Un civitanovese ammanettato per la quarta volta di fila

In due evadono dai domiciliari. Scatta un nuovo doppio arresto

In due evadono dai domiciliari. Scatta un nuovo doppio arresto

Doveva stare agli arresti domiciliari a San Ginesio, e invece era sul treno da Civitanova a Macerata. Così, accusato di evasione, è finito in manette Matteo Rutigliano, 54enne di Ascoli. Mercoledì, la polizia ferroviaria ha chiamato la questura: sul treno diretto in città c’era un passeggero che, oltre a non avere il biglietto, aveva detto al controllore di essere ai domiciliari a San Ginesio. La Volante lo ha aspettato all’arrivo in stazione e identificato, accertando che l’uomo dal 6 novembre doveva essere a San Ginesio. Agli agenti, Rutigliano ha detto di aver perso il treno, per questo non era ancora arrivato nel paese dove avrebbe scontato la misura cautelare. Per lui è scattato l’arresto e ieri, come disposto dal sostituto procuratore Enrico Riccioni, si è tenuta l’udienza di convalida. In aula, difeso dall’avvocato Mirela Mulaj, ha ribadito al pm Raffaela Zuccarini di aver perso il treno. Il giudice Andrea Belli ha convalidato l’arresto, rinviando la direttissima al 14 maggio.
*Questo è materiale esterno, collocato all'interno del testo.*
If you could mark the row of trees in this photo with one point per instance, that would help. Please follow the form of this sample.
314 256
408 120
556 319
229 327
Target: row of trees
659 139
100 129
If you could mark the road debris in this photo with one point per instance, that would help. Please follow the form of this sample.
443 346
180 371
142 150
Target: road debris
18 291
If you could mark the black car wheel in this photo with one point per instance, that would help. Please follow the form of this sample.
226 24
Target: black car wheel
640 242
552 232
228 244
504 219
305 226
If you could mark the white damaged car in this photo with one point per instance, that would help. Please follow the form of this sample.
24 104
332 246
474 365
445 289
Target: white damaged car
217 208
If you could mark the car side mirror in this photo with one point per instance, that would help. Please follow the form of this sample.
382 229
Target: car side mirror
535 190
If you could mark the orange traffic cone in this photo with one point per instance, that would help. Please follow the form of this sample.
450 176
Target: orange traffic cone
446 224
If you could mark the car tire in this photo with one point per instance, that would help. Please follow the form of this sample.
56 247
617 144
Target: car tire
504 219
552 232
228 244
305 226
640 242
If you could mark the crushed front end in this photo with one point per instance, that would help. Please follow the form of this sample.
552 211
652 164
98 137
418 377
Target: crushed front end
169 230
Per il 54enne resta in vigore la misura disposta dal tribunale ascolano. A Civitanova invece è stato di nuovo arrestato, sempre per evasione, un 32enne con problemi psichiatrici e di tossicodipendenza. Gli agenti della Volante lo hanno riconosciuto mentre andava in bici in via Abruzzo, sebbene dovesse essere in casa, agli arresti domiciliari, dopo le numerose denunce dei suoi genitori per maltrattamenti. Per la quarta volta consecutiva, è stato ammanettato e riportato a casa.